The 90-gram vehicle along with electronics that include a photovoltaic array and a signal generator weighs a total of 259 milligrams and consumes just 120 milliwatts of power, but matches the thrust efficiency of a bee in flight.
Called the RoboBee, its weight is less than a paper clip, but it has a wingspan of 3.5 cm and a height of about 6 cm. It is powered by six solar cells that each weigh about 10 mg.
It could eventually be deployed for environmental exploration or search and rescue missions, the researchers said. One day it might perform in a swarm, with sensors, lightweight batteries and improved circuitry to take longer flights.
One of the researchers, Prof. Robert Wood of Harvard School Engineering and Applied Sciences, said the project was several decades in the making including six years of recent intensive work. He called the concept of powering flight “something of a Catch-22 as the tradeoff between mass and power becomes extremely problematic at small scales where flight is inefficient.”

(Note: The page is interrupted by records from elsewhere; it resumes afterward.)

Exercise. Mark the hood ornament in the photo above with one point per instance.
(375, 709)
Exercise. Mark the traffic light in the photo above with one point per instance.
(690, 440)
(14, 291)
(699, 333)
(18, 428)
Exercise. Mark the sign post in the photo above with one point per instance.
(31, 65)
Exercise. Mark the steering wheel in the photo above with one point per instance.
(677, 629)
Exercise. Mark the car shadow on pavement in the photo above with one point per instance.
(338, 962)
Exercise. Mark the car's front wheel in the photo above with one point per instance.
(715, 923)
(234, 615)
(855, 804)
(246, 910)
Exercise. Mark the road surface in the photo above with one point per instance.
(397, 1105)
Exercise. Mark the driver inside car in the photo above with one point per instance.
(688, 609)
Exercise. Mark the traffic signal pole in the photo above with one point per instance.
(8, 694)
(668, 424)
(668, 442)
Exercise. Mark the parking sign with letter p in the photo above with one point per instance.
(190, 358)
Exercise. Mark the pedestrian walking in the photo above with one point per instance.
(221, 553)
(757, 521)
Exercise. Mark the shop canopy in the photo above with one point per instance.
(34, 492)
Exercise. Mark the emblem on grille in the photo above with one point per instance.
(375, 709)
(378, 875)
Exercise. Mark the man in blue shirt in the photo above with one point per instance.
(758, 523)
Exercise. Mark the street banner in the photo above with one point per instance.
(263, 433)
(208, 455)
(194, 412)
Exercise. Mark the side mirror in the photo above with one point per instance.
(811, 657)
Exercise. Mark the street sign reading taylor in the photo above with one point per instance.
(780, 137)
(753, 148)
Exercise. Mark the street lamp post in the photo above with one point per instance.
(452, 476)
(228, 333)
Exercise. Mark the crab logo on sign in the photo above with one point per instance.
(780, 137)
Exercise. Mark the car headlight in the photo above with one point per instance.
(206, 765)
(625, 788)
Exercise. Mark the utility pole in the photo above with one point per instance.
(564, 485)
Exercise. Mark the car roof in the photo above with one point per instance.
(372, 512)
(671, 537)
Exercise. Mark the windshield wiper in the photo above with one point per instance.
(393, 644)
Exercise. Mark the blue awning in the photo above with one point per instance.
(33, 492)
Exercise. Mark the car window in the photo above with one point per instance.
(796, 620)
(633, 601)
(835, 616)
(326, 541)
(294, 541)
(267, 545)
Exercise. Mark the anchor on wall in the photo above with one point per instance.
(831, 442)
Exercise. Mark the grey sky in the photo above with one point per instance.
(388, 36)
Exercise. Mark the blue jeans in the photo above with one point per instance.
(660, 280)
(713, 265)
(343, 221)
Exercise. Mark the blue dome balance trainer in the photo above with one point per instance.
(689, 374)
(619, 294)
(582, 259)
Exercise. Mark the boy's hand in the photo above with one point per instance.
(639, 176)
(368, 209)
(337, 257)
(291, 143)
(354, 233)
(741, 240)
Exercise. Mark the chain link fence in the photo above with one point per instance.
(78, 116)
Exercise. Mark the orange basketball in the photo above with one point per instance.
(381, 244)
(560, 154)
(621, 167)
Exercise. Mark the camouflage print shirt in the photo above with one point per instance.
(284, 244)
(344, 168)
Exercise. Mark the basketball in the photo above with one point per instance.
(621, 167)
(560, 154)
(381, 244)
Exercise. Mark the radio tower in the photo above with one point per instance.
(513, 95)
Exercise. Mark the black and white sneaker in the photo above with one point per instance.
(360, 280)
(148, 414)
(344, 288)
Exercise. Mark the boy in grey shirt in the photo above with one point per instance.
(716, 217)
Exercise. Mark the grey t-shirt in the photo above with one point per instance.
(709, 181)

The other researchers on the project are Noah Jafferis, E. Farrell Helbling and Michael Karpelson.
It takes less power to fly the RoboBee than it would to light a single light on a string of LED Christmas lights, according to a YouTube video showing the robot in action. Compared to earlier versions the latest model has a better transmission ratio and improved piezoelectric actuators and an additional pair wings.
It took the equivalent of three Suns to deliver enough energy to the solar array, which the team achieved with indoor testing under halogen lights. A bill of materials shows RoboBee included transformers, switches, an input capacitor, diodes, resistors, a microcontroller and circuit board.
The robot is not finished, partly because it “flies only for just under a second before veering off out of view,” according to Kenny Breuer, a researcher in the School of Engineering at Brown University, in Nature.
Eventually, lighter batteries could be developed to replace the solar panels along with improved small-scale electronics and communications. “The controlled flight of tiny robots seems within our grasp,” Breuer said.